ガルシア・マルケス(Gabriel José García Márquez)の小説に出てくる架空の街・マコンド(Macondo)のモデルとなったとされているのが、彼が祖父母の許で少年時代を過ごしたAracatacaである。その土地にあったのは米国大資本によるプランテーションだが、奇しくもマルケスの生れた年に農場労働者によるストライキが勃発、軍による弾圧、そして多くの犠牲者を出し、米国大資本は撤退。その米国大資本による暴力的な進出を落葉とつむじ風に喩え、マルケスは1955年に出版された最初の小説『落葉』の前文に記している。

そのバナナ会社とはユナイテッド・フルーツ(United Fruit Company)だが、現在の社名・ブランドは誰でも知っているあれである。
これは20世紀前半の話しと片づけられない。21世紀でも多国籍ブランド企業により、農水産業は歪められ、さらにTPPにより追い討ちを掛けられる気もする。絞り取るだけ絞り取って逃げ去ってゆく、似たような例は国内にもありそうだし、日本そのものがMacondoになるやも知れぬ。
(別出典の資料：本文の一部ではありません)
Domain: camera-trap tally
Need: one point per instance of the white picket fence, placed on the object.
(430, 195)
中南米の近現代史は嘗ての宗主国に代わり支配力を強めた米国大資本やマフィアそしてCIAに対する抵抗の歴史だが、それは単に図式的な資本主義vsレーニン主義と云ったものではなく、ラテンアメリカに生まれた人々の自立性を守る人間の権利そのものと思える。
...等と考えたのはひょんなことから『グアバの香り』について5分で語れと云うミッションがあったからなのだが…

辺境の地にもストリートビューが...小説の読み方も違ってくる気がする。